Before we begin, I want to state right up front that I am not anti-flash, nor am I anti-hardware. I work for DataCore Software which has mastered the ability to exploit hardware capabilities for nearly two decades for the sole purposes of driving storage I/O. Our software needs hardware and hardware needs software to instruct it to do something useful. However, over the last the last year I have read a lot of commentary about how disk (aka. HDDs or magnetic media) is dead. Colorful metaphors such as “spinning rust” are used to describe the apparent death of the HDD market, but is this really the case?

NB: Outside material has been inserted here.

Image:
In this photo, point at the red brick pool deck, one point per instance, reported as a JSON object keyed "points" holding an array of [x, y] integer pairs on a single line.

According to a report from TrendFocus, the number of drives that shipped in 2015 declined by 16.9% (to 469 million units), however the amount of capacity that shipped increased by more than 30% (to 538 exabytes, or 538,000 petabytes, or 538,000,000 terabytes). In other words, a lot of HDD capacity.
Please note however, this is NEW capacity added to the industry on top of the already mind-blowing amount of existing capacity in the field today (estimated at over 10 zettabytes, or 10,000 exabytes, or, well, you get the idea). Eric Brewer, VP of Infrastructure at Google recently said,
“YouTube users are uploading one petabyte every day and at current growth rates that they should be uploading 10 petabytes per day by 2021.”

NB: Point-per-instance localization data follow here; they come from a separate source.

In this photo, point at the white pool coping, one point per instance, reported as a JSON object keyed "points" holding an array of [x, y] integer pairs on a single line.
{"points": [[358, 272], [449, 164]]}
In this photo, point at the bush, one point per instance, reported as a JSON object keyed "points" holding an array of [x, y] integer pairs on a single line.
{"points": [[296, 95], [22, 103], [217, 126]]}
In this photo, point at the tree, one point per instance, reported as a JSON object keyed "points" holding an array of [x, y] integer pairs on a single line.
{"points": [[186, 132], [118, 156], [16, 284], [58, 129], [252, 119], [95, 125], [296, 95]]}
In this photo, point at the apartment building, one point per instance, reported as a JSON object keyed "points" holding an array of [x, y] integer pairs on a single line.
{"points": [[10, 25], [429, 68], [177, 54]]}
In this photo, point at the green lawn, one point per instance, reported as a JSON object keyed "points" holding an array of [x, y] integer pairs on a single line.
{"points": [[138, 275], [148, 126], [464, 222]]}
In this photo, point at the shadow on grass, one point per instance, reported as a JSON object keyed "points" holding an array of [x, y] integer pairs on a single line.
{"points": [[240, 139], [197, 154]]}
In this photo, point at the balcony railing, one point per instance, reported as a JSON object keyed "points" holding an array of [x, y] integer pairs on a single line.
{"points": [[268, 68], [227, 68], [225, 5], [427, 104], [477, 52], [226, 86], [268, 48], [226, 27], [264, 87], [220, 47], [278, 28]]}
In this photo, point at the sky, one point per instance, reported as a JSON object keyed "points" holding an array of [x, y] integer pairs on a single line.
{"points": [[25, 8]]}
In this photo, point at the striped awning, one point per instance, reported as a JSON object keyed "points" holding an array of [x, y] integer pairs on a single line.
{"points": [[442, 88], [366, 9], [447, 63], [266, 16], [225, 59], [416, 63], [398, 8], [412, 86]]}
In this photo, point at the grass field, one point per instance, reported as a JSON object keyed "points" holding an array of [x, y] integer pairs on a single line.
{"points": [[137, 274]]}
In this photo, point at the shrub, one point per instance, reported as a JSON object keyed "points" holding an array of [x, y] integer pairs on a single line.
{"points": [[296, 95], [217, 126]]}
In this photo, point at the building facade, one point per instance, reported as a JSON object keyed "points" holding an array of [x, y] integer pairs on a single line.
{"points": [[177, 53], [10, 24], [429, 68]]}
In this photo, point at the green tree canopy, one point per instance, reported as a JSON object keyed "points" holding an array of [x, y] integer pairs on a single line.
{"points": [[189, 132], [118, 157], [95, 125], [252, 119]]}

The capacity trend certainly doesn’t show signs of slowing which is why new and improved ways of increasing HDD density are emerging (such as Helium-filled drives, HAMR, and SMR). With these new manufacturing techniques, HDD capacities are expected to reach 20TB+ by 2020.
So, I wouldn’t exactly say disk (HDD) is dead, at least from a capacity demand perspective, but it does raise some interesting questions about the ecosystem of drive technology. Perhaps the conclusion that disk is dead is based on drive performance. There is no doubt a battle is waging in the industry. On one side we have HDD, on the other SSD (or flash). Both have advantages and disadvantages, but must we choose between one or the other? Is it all or nothing?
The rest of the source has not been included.